We reject defendant's claim that the police conduct was unreasonable because the officers failed to use an available, less intrusive procedure to establish his identity and verify whether he was the person described by the witnesses to the stabbing (see generally People v. Pruitt, 158 A.D.3d 1138, 1139–1140, 70 N.Y.S.3d 691 [4th Dept. 2018], lv denied 31 N.Y.3d 1120, 81 N.Y.S.3d 380, 106 N.E.3d 763 [2018] ). Both of defendant's suggested procedures, i.e., that the police could have searched computer databases for his photograph or conducted a showup procedure with witnesses from the stabbing scene, would have entailed removing defendant from the vehicle so that his facial features and build could be seen, either by the police or by witnesses, and thus were no less intrusive than the procedure used by the officers.

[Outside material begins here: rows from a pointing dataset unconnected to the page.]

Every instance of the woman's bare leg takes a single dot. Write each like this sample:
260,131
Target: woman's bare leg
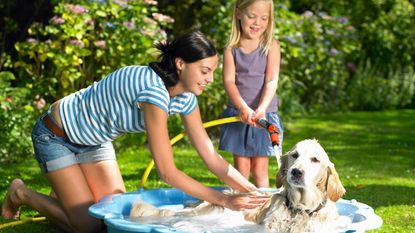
259,168
71,186
10,207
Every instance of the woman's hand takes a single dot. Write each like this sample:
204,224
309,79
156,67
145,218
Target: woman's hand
245,201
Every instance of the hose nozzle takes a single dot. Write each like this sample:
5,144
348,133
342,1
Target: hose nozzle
272,130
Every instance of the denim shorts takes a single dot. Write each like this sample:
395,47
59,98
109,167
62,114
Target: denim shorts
53,152
245,140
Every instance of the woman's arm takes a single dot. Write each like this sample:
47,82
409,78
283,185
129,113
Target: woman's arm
215,163
271,79
229,77
156,124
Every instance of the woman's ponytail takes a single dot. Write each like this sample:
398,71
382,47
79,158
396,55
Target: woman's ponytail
190,47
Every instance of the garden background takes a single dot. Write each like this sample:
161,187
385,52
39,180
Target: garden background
338,57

We agree with the People that defendant failed to establish standing to challenge the consent to search the vehicle given to the police by the driver thereof (see People v. Reynolds, 216 A.D.2d 883, 883, 629 N.Y.S.2d 355 [4th Dept. 1995], lv denied 86 N.Y.2d 801, 632 N.Y.S.2d 514, 656 N.E.2d 613 [1995], citing People v. Ponder, 54 N.Y.2d 160, 164–166, 445 N.Y.S.2d 57, 429 N.E.2d 735 [1981] ). In any event, the record establishes that the driver voluntarily consented to the search of the vehicle that yielded the gun under the front passenger seat (see People v. Washington, 50 A.D.3d 1539, 1540, 856 N.Y.S.2d 783 [4th Dept. 2008], lv denied 11 N.Y.3d 742, 864 N.Y.S.2d 401, 894 N.E.2d 665 [2008] ). Upon determining that defendant did not possess a valid firearms permit, the police had probable cause to arrest him (see De Bour, 40 N.Y.2d at 223, 386 N.Y.S.2d 375, 352 N.E.2d 562 ) and then search his person incident to that lawful arrest (see People v. Pace, 143 A.D.3d 1286, 1287, 38 N.Y.S.3d 827 [4th Dept. 2016], lv denied 28 N.Y.3d 1149, 52 N.Y.S.3d 300, 74 N.E.3d 685 [2017] ).
We have examined defendant's remaining claims and conclude that none warrants reversal or modification of the judgment.